Gate of Teki Mandir, Gwalior Fort
Photographer: Dayal, Deen
Medium: Photographic print
Photograph of the gateway of the Teli ka Mandir at Gwalior in Madhya Pradesh, taken by Deen Dayal in the 1880s, from the Bellew Collection: Architectural views in India. The town of Gwalior in central India is the site of a magnificent fort, perched on a rocky plateau, which changed hands several times over the centuries. The Teli-ka-Mandir or Oil-pressers temple was probably built in the middle of the eighth century and is the oldest surviving monument in Gwalior Fort.

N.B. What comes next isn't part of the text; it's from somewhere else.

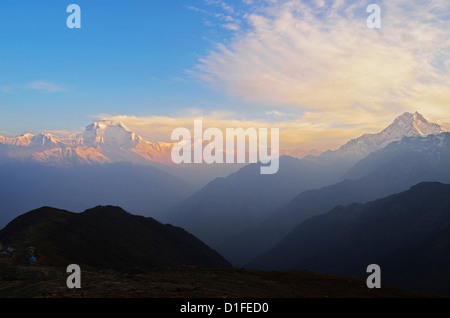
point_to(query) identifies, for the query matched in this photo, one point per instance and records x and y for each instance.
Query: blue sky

This photograph shows the richly carved torana archway that leads to the Teli ka Mandir. The temple presents a unique blending of various Indian architectural styles. The rectangular sanctuary is covered by a masonry tower of the Nagari or North Indian type crowned with a Valabhi or barrel vaulted roof with a gavaksha, an arched window. The niches on the outer walls, which no longer house the sculptures, are covered by arch-like motifs, a North Indian type of decoration. The doorway is decorated with carved figures of river goddesses, amorous couples, foliation motifs and a flying Garuda on the lintel. The temple, which possibly was originally dedicated to an aspect of the Mother Goddess, was reconstructed in 1881-83.